Federal regulators in the United States have issued coordinated guidance and proposed rules requiring banks and hospitals to establish auditable data lineage, documented provenance, and strict access controls for AI systems - a shift that forces both sectors to overhaul how they manage the data underpinning AI models.
Background
The regulatory push spans multiple agencies and reflects a broader recognition that AI governance cannot be separated from the quality and traceability of the data feeding these systems. Organizations must establish policies for sourcing data legally, documenting provenance, and maintaining logs of data access and transformations across AI workflows.1AI Data Governance 2025: Complete Framework for Compliance & Security
On the banking side, the regulatory architecture was reshaped by a landmark April 2026 action. On April 17, 2026, the OCC, Federal Reserve, and FDIC jointly issued revised supervisory guidance on model risk management, replacing frameworks in place since 2011. The revised guidance shifts toward a more flexible, principles-based approach. While it explicitly excludes generative and agentic AI models on the basis that these technologies are "novel and rapidly evolving," it recommends that banking organizations apply their broader risk management and governance practices to those tools as well.
In healthcare, the HHS Office of the National Coordinator for Health Information Technology (ASTP/ONC) published the HTI-5 proposed rule on December 22, 2025, targeting a foundational reset of the federal Health IT Certification Program. The HTI-5 proposed rule includes deregulatory actions that streamline certification, revise definitions to prevent information blocking, and advance AI-enabled interoperability through modernized standards. It also promotes FHIR-based interoperability, strengthens information-blocking rules, and simplifies certification of AI models.
Details
Across both sectors, regulators are converging on the same core requirement: institutions must know where their AI training and inference data came from, how it was transformed, and who accessed it. Healthcare AI data privacy requirements now extend well beyond basic HIPAA compliance, demanding responsible management of patient data used in AI systems with particular attention to provenance, quality, and security. When protected health information is involved, healthcare entities must establish appropriate business associate agreements with AI vendors and implement robust data protection protocols - including encryption, strict access controls, regular security assessments, and incident response plans.
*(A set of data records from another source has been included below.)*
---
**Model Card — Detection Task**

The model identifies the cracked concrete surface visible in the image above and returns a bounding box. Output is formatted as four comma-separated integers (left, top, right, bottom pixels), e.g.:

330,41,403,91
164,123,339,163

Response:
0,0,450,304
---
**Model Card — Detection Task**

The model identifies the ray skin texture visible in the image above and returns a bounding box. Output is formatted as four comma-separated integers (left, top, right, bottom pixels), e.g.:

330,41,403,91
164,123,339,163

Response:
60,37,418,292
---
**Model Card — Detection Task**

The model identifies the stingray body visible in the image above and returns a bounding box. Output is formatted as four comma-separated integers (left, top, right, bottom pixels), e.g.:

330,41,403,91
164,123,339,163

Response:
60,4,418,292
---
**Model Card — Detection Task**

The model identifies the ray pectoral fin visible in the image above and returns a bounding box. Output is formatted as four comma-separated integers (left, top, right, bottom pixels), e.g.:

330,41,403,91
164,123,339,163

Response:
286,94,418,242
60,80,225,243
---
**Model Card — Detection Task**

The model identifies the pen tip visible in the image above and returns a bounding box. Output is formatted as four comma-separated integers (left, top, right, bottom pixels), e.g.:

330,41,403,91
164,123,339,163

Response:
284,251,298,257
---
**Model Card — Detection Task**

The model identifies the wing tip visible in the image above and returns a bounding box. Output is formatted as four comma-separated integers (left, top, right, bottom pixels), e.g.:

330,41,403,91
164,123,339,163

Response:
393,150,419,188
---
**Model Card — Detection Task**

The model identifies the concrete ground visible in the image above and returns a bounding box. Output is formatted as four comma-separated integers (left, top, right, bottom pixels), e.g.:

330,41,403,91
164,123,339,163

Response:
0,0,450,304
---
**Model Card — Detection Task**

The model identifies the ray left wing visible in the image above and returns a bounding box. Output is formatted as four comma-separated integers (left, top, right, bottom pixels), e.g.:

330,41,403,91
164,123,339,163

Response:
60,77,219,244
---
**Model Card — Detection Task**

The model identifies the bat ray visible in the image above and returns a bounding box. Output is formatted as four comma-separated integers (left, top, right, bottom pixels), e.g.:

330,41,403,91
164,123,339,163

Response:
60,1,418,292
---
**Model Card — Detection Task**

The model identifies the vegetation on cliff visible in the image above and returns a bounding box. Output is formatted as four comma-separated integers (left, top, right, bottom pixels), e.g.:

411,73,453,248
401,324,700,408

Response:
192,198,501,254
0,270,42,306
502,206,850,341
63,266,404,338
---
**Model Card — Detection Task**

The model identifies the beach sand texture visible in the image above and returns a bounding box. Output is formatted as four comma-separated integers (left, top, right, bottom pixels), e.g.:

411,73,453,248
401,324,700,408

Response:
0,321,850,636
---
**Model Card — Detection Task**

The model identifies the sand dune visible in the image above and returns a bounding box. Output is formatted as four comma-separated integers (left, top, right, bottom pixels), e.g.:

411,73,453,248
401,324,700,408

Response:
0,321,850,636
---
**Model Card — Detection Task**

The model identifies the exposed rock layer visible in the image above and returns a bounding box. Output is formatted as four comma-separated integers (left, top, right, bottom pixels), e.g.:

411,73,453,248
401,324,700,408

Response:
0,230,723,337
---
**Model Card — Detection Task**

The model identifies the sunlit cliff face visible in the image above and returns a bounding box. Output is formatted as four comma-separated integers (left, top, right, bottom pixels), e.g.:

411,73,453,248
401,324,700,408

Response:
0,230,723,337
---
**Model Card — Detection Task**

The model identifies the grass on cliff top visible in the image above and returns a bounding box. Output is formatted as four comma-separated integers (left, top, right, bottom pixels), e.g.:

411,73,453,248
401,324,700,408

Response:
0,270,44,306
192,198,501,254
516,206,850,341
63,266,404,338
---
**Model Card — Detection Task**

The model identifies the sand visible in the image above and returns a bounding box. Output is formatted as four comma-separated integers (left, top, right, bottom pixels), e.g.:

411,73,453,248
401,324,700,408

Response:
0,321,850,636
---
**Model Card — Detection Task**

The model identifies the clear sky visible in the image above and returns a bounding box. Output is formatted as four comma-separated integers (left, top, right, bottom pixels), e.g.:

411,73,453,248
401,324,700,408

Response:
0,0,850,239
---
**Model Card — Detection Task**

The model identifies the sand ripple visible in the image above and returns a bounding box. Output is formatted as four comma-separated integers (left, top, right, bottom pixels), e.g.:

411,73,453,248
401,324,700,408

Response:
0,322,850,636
For financial institutions, the pressure is compounded by state-level action and new federal instruments. State regulators are amplifying governance expectations with AI-relevant requirements, as outlined in the New York Department of Financial Services' October 2025 industry letter, which directed supervised entities to manage cybersecurity and operational risks across the full lifecycle of third-party service providers that use AI. At the federal level, the US Treasury released its Financial Services AI Risk Management Framework in February 2026, translating NIST AI RMF principles into 230 control objectives specifically for financial institutions.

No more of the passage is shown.